Ces manifestations ont suivi quasi immédiatement la nouvelle du meurtre d’un imam radical, accusé de liens avec les shebabs somaliens et de recrutement de jihadistes en Afrique de l’Est. Aboud Rogo Mohammed se trouvait dans sa voiture avec sa femme, son père et sa petite fille de cinq ans lorsque des hommes lui ont tiré dessus. Il est mort suite à ses blessures.

Un personnage sulfureux

Aboud Rogo était une figure controversée au Kenya. Il avait été arrêté en janvier dernier pour possession d’armes, de munitions et de détonateurs. Il était visé par des sanctions de la part de l’ONU et des Etats-Unis qui l’accusaient de fournir une aide aux shebabs somaliens. Aboud Rogo avait été qualifié dans un rapport de l’ONU publié en 2011 comme étant la tête pensante du Centre de la jeunesse musulmane, le MYC, affilié aux shebabs et un des centres de recrutements principaux de jihadistes en Afrique de l’Est.

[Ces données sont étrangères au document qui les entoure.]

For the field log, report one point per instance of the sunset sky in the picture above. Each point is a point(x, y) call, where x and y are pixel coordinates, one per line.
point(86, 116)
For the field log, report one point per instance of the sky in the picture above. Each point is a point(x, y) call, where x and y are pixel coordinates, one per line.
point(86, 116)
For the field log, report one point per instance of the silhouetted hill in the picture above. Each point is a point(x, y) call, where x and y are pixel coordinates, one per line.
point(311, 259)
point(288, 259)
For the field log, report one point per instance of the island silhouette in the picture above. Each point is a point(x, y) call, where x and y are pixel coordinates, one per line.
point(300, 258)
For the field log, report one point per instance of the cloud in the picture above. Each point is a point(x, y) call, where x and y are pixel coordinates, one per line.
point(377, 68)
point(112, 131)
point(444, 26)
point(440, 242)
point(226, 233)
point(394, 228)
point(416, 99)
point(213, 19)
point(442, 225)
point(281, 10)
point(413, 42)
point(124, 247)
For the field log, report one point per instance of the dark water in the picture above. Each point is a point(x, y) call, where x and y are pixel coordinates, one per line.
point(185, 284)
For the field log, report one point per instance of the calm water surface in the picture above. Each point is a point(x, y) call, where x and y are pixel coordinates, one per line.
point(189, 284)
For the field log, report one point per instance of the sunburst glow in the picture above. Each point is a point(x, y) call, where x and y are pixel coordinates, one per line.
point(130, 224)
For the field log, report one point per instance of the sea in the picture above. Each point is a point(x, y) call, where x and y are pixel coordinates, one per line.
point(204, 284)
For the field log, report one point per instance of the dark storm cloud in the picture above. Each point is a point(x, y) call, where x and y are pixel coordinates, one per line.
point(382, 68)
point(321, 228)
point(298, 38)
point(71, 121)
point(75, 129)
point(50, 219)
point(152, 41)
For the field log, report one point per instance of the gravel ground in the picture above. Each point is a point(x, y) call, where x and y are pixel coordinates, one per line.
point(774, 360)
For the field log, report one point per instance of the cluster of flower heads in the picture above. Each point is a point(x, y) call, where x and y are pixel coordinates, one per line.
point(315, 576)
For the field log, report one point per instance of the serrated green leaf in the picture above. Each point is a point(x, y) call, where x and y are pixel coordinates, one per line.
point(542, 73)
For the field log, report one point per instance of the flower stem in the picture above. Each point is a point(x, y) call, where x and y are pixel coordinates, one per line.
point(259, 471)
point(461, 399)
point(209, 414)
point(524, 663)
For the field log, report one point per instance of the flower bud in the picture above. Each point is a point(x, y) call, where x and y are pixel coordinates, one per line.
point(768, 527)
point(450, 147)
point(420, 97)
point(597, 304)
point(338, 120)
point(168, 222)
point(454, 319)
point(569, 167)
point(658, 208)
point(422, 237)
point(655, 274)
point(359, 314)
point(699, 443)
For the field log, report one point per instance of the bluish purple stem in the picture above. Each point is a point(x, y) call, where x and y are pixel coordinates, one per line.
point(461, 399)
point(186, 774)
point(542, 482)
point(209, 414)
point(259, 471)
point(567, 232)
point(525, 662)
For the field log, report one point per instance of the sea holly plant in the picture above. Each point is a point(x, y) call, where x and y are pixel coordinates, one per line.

Il avait également été arrêté en décembre 2010 pour un attentat contre un bus à destination de Kampala. En 2002, il avait été accusé d’avoir participé à l’attentat contre l’hôtel Paradise, mais avait été relaxé en 2005 après faute de preuves. Il était soupçonné de liens avec le principal cerveau de l’attaque, et chef d’al-Qaïda en Afrique de l’Est, le Comorien Fazul Abdullah Mohammed, tué à Mogadiscio en juin 2011.

En avril dernier, le corps de Samir Khan, un proche de Rogo et également accusé de terrorisme avait été retrouvé mort dans le parc de Tsavo. Les soupçons s’étaient portés sur la police kényane qui avait démenti toute implication dans le meurtre.